Dive Brief:

  • Students enrolled at City University of New York (CUNY) colleges and the state’s community colleges aren’t benefiting from its highly touted free scholarship program, according to an analysis by think tank Center for an Urban Future (CUF). 

  • Despite making up nearly half of the state’s undergraduates, community college students statewide received only 19% of the Excelsior scholarships in 2018, a 5-percentage-point decrease from the prior year. CUNY students got 16% of the awards. 

  • Whether tuition-free college disproportionately benefits middle-income and wealthy students has been an oft-debated topic in the 2020 presidential contest and as more states move to add such programs. 

Dive Insight:

New York Gov. Andrew Cuomo made headlines in 2017 when he signed the Excelsior Scholarship program into law.

Free tuition programs have exploded across the U.S., but Cuomo’s was significant in that it was the first to offer qualifying students a free education at both the state’s two- and four-year colleges.

In exchange for having tuition covered, students in New York’s program agree to work in the state for as many years as they received the scholarship. If they move, it would become a no-interest loan they would need to repay.

Despite being designed to assist the state’s needier students, however, the scholarship has helped those enrolled at State University of New York System (SUNY) far more than those at CUNY, its less-expansive counterpart, according to CUF’s analysis.

The number of scholarships awarded jumped by 23% in a single year — from 20,458 in 2017 to 25,100 in 2018. SUNY students received 84% of the Excelsior scholarships in 2018, compared to CUNY, which only got 16%. Meanwhile, SUNY enrolled 61% of students while CUNY enrolled 39%. 

Across both systems, four-year schools received more awards than two-year schools in 2018 (81% and 19%, respectively) despite enrolling similar shares of students (53% and 47%).

One reason for the disparities, the report’s authors note, is that many low-income students already have access to other aid. Another is that the program requires students to enroll in at least 30 credits a year and have some college experience, disqualifying part-time students. 

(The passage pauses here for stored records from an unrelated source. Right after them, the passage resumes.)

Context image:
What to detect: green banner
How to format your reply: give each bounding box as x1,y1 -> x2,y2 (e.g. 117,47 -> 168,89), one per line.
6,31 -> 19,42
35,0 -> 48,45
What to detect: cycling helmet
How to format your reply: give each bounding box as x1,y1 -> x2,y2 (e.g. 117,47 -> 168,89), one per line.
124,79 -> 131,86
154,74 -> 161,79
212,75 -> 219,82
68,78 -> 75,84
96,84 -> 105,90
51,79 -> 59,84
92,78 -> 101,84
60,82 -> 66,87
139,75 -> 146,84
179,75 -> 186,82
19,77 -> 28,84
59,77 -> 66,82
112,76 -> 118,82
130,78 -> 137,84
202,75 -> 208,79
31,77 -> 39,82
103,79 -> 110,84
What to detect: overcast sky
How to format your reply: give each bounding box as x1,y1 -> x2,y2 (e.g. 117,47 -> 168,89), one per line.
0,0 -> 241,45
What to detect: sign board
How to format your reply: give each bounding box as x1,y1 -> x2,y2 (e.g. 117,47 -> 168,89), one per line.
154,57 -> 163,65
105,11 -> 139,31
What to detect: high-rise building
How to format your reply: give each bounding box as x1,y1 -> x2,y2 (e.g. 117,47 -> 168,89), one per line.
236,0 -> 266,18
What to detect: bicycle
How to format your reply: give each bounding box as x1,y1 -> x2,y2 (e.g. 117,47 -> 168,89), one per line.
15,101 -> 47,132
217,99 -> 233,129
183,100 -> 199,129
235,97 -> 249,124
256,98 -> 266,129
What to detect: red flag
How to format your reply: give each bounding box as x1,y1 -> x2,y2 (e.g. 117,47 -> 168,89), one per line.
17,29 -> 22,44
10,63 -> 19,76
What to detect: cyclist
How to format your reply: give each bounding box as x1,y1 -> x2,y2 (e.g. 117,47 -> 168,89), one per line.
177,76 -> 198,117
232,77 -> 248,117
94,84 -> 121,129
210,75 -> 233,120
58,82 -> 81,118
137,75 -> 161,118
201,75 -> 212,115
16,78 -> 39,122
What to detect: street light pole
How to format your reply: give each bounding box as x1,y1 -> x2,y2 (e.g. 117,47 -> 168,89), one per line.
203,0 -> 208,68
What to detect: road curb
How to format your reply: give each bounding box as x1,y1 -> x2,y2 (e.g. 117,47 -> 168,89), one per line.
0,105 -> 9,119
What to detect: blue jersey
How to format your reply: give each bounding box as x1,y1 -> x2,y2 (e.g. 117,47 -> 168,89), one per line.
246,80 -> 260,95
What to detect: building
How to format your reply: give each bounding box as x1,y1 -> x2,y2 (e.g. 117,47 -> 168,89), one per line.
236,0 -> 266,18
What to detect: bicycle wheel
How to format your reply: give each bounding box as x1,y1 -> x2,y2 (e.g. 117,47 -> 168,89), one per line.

The program has added flexibility in response to this criticism. Initially, students needed to complete the 30 credits within two semesters, but now they can space them over an entire year, including winter and summer semesters.

Additionally, the increase in the income threshold for the program from $100,000 in its inaugural year to $125,000 last year isn’t likely to improve access, they wrote, noting that the program doesn’t cover nontuition costs low-income students may struggle with, such as food, housing, child care and transportation. In January, Cuomo proposed expanding the program limit to $150,000. 

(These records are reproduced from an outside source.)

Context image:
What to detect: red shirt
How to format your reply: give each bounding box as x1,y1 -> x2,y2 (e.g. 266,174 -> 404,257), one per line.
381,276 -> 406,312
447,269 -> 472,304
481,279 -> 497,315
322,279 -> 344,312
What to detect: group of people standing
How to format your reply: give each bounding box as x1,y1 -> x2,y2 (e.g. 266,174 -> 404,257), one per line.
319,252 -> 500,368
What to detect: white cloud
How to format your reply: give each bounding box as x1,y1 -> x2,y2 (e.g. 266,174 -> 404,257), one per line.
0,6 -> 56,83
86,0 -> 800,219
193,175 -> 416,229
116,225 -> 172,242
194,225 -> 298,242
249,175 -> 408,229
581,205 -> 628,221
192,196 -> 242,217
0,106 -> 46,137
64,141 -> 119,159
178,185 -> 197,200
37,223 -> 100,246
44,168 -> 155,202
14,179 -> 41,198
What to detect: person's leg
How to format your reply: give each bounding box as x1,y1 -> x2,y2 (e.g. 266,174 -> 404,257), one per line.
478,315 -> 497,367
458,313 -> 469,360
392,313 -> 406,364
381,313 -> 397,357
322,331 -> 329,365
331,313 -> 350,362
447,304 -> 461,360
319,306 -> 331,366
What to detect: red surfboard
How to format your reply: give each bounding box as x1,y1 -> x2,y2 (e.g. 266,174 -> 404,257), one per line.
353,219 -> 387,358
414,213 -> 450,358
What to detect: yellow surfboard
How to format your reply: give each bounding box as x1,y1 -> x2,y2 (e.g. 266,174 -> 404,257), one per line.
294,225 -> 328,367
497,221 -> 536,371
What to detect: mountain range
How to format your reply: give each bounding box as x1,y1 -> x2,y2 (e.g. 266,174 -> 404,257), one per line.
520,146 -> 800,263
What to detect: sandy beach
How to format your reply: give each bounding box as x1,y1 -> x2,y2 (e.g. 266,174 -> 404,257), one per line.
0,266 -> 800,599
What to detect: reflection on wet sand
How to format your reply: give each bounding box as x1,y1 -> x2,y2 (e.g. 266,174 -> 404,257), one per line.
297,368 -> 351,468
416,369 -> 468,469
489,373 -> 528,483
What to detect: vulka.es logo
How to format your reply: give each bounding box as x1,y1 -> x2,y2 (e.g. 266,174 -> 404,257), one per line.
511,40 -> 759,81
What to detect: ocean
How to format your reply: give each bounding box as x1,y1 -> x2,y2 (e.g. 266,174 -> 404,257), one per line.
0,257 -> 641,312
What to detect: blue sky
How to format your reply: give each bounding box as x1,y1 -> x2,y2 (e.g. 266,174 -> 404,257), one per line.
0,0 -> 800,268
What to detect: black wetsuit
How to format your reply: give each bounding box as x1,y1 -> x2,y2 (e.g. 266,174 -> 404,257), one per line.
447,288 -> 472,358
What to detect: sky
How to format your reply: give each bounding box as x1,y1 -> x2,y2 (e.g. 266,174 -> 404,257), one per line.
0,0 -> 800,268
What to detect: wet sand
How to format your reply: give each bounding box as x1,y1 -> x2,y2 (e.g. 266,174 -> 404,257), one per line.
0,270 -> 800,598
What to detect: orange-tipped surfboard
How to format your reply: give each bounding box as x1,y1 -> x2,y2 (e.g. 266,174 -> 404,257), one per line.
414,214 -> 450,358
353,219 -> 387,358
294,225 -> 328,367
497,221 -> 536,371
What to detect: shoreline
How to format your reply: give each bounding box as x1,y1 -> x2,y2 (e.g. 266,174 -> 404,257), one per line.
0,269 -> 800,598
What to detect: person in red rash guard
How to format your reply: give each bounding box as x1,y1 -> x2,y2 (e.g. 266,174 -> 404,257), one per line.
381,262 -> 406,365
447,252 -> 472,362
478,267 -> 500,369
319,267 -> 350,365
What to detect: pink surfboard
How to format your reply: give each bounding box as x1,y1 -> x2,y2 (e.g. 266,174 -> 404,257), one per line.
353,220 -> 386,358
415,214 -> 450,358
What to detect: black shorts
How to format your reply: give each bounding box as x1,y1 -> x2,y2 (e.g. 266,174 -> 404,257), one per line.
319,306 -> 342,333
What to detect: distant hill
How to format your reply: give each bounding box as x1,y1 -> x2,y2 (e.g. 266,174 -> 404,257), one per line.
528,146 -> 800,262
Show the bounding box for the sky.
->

The concept of free college has grown increasingly popular as candidates for the Democratic presidential nomination debate their higher education plans. But in practicality these programs can be flawed, as CUF’s report demonstrates.

An Urban Institute study of the free college landscape revealed that more than a third of free college benefits apply to students whose families earn more than $120,000 a year.

Free college programs tend to pay just for tuition, and only after all other aid is calculated, meaning a student who qualifies for Pell Grants would receive less aid than one who doesn’t. Some current or proposed programs cover costs aside from tuition, however, that could otherwise prevent low-income students from being able to attend college even if their tuition is covered.

Both of the Democratic contenders still in the race have developed free college plans. The presumed frontrunner, former Vice President Joe Biden, wants to make up to two years of community college free and also indicated he supports the idea for some students at four-year public institutions. Sen. Bernie Sanders’ proposal is more progressive, eliminating tuition at all two- and four-year publics.